Cakrawala menyingsing di ufuk timur, kumpulan burung yang bersenandung, menyambut pagi yang tidak lagi mendung, suasana pagi yang indah. Namun, tidak dengan suasana rumahku, suasana mencekam yang selalu terjadi, membuatku tidak betah berada di dalamnya. Rumah yang kalian sebut surga, namun bagiku tidak jauh beda dengan neraka. Bahkan sampai lulus SMP pun aku tidak dapat mengekspetasikan apa arti kebahagiaan dalam sebuah keluarga.
Lima
menit setelah itu, kumelangkah gontai menuju pintu, berharap tidak ada bapak
dan ibu yang bakal ribut. Aku melirik kesekeliling dan syukurlah mereka sudah
pergi ketempat kerjanya masing-masing. Akhirnya aku bisa merasakan ketenangan
meskipun hanya bersifat sementara. Aku mengambil makanan ringan didalam lemari
dapur. Yah begitulah, ibuku tidak pernah masak, pasti maunya yang instan.
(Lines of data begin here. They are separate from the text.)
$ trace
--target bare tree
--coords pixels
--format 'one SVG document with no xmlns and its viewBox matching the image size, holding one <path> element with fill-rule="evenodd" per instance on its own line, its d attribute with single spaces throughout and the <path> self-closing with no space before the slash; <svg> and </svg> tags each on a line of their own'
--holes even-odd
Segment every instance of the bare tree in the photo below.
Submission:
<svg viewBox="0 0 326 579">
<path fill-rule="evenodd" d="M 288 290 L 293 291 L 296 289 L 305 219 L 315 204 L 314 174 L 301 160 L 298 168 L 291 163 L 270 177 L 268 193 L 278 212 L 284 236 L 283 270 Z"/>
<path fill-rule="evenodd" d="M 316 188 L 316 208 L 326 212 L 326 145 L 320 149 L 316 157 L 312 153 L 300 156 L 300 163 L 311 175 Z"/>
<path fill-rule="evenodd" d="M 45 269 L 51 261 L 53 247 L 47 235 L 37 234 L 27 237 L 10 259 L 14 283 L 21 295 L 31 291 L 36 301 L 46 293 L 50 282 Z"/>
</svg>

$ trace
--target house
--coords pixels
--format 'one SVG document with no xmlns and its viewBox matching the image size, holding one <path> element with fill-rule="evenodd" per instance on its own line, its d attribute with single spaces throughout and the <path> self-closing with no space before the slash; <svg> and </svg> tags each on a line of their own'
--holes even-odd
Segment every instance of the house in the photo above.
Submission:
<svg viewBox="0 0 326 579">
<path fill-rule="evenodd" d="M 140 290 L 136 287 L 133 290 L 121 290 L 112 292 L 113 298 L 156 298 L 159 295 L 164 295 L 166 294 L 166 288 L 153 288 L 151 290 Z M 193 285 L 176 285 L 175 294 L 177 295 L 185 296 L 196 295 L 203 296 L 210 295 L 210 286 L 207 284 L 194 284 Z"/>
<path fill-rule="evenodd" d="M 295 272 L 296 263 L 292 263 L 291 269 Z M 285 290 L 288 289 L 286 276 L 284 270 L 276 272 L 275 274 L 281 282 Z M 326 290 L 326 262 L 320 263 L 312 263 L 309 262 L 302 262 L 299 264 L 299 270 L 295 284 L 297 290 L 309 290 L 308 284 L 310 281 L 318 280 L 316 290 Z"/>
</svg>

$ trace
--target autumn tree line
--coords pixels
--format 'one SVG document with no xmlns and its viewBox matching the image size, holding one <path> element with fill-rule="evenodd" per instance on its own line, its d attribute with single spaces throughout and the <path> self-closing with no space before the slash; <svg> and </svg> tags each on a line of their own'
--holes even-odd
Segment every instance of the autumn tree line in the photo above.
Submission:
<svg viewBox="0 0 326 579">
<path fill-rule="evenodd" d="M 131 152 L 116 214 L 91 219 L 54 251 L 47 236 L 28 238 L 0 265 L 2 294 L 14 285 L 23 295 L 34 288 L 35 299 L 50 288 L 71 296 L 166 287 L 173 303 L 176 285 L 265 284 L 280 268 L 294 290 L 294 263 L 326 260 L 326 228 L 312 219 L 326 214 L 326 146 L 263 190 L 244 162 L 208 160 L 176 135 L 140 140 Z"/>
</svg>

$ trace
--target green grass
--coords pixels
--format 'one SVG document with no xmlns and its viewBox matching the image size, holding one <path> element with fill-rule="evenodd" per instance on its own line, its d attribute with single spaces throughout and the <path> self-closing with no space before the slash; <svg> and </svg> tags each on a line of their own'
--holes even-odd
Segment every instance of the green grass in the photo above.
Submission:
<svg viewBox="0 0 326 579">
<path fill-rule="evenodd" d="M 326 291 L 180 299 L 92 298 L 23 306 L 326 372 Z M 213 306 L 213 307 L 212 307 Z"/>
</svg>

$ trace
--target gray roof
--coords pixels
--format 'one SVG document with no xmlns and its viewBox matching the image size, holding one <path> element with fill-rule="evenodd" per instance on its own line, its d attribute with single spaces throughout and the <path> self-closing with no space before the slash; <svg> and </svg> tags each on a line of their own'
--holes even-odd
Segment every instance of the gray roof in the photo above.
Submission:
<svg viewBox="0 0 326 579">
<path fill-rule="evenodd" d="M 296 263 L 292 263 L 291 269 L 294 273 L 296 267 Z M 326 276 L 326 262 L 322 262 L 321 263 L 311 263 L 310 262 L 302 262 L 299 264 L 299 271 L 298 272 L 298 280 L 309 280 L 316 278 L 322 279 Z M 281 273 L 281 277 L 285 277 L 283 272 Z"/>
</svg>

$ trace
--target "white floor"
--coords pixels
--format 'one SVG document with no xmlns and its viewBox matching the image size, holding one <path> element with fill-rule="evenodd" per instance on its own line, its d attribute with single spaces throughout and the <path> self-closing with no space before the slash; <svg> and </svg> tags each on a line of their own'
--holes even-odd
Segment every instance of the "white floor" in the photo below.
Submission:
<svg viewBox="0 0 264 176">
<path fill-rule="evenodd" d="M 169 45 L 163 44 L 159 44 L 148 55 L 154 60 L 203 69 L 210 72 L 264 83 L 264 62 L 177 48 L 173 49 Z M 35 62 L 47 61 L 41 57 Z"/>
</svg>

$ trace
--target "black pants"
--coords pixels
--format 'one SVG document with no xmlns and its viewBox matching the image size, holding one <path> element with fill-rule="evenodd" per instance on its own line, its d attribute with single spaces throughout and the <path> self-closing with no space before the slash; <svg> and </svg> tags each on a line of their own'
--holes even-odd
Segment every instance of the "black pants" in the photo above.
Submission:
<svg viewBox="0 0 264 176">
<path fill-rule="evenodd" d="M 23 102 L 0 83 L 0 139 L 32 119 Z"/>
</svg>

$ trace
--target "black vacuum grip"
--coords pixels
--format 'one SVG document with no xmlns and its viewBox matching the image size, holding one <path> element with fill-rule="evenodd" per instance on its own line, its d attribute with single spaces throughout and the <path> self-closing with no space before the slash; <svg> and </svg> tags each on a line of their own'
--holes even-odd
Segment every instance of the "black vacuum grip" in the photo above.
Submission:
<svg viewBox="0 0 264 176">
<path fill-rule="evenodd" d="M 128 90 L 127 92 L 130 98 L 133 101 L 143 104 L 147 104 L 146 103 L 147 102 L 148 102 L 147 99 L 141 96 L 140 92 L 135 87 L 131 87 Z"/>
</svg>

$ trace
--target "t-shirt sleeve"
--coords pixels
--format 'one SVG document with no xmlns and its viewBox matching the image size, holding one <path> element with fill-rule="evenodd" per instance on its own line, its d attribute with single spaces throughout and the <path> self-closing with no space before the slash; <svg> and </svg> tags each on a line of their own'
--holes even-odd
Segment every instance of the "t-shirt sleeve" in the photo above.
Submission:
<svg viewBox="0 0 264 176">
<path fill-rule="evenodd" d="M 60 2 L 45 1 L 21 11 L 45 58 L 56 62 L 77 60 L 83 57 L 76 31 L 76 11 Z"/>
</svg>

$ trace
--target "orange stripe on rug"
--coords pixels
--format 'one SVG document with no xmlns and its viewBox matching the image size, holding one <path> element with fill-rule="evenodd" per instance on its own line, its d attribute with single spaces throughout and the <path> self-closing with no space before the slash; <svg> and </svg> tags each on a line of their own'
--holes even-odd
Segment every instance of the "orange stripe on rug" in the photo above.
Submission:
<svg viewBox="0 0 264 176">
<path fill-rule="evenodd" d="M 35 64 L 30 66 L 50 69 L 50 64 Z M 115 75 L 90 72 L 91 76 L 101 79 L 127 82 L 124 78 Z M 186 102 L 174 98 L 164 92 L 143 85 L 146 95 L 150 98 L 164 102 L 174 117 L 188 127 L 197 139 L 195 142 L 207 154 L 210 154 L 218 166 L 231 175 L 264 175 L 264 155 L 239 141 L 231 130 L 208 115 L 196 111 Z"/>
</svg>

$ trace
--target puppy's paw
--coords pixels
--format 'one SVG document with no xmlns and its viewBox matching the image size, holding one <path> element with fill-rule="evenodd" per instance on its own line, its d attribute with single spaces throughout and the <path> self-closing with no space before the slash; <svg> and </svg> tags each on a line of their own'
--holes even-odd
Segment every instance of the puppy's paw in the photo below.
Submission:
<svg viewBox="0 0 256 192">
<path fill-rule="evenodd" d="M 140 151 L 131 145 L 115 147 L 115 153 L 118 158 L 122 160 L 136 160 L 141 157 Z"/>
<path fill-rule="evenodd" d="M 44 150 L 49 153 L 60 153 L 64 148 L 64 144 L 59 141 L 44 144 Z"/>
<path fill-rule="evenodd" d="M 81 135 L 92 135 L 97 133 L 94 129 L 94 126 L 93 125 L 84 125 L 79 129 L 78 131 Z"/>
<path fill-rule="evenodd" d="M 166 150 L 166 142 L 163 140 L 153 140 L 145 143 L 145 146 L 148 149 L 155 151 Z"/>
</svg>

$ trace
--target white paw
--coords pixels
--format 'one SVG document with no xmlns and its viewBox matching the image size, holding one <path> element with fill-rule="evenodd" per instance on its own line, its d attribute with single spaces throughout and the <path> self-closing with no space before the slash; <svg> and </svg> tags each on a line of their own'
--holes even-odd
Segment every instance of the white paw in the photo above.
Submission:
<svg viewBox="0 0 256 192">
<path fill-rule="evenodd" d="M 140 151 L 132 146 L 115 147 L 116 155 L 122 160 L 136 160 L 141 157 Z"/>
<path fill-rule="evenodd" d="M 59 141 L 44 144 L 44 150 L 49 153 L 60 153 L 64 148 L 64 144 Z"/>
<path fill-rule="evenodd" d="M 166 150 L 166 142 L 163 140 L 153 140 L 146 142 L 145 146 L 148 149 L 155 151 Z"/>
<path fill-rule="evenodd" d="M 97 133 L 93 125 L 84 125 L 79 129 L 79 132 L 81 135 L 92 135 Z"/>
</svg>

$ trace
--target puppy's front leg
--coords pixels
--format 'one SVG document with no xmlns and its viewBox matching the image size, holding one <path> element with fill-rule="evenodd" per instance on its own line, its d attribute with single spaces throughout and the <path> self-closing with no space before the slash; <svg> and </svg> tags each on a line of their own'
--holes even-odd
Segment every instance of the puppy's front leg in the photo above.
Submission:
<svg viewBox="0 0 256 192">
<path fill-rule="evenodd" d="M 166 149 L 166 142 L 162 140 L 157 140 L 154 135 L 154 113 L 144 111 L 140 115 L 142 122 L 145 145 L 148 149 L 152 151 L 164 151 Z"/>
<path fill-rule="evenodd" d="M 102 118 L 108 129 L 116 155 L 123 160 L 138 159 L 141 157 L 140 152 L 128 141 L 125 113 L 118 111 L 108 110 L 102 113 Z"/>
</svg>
Aku
duduk didepan televisi. Aku selalu menikmati waktu-waktu seperti ini, karna ini
adalah suasana terfaforit bagiku. Rasa yang jarang aku alami, yaitu sebuah ketenangan.
Malampun
tiba, kurebahkan badanku diatas kasur kesayanganku, kasur yang tidak terlalu
empuk namun mampu membawaku kealam mimpi. Suddenly,
suara pintu mengagetkanku membuatku sontak menoleh kearahnya. Kulihat Raufil
yang berdiri dipintu dengan memeluk boneka Boboiboy kesayangannya. Akupun
bangkit membenarkan posisi dudukku.
“Kakak! Raufil boleh tidur disini nggak?” Pintanya
dengan wajah memelas
“Boleh,” ucapku seraya tersenyum padanya
“Kenapa mau tidur disini?” Tanyaku
“Raufil gak
mau tidur sama ibu, nanti bapak datang marah-marah terus berantem tengah malam,
Raufil tidak bisa tidur jadinya,” katanya
Aku
tersenyum menatap Raufil yang badannya kurus, seharusnya dia belum pantas
menyaksikan hal-hal seperti itu, apalagi dia masih kelas 3 SD, membuatku tidak tega
membayangkan bagaimana jika nanti orang tua kami cerai.
Keesokan
harinya
“Kamu gak
pernah nurut ke suami!” Bentaknya
“Buat apa aku harus nurut ke kamu? Suami
kok penghasilannya lebih kecil dari istri?!” Ucapnya dengan nada sindiran.
PLAK!!
Suara
tamparan membangunkan tidurku, kuraih jam weker yang bertengger di atas meja
belajar, jam menunjukkan 05:50. Kumemutar bola mata dengan malas setelah apa
yang aku dengar dari ruang tengah. Yah kini pertengakaran itupun sudah dimulai
tanpa tau siapa yang akan menang dan kalah. Kulirik Raufil yang masih terlelap
dalam tidurnya.
“Dek…bangun, ayo mandi nanti telat
sekolahnya,” ucapku membangunkannya
Raufil
menggerakkan badannya setelah akhirnya dia bangkit dari kasur. Aku mengambil
handuk untuknya, Raufil berjalan menuju kamar mandi, namun saat hampir kepintu
kamar mandi tiba-tiba dia menghentikan langkahnya dan menoleh kearahku.
“Kenapa?” tanyaku
“Bapak dan ibu berantem lagi ya?” Tanya
raufil yang mungkin mendengar percekcokan mereka yang belum usai.
Aku menatapnya tanpa ekspresi. Dia duduk dan
menenggelamkan mukanya dikedua lututnya. Aku melangkah menghampirinya yang
sudah mulai sesenggukan, sehingga aku juga tak kuasa menahan air mata.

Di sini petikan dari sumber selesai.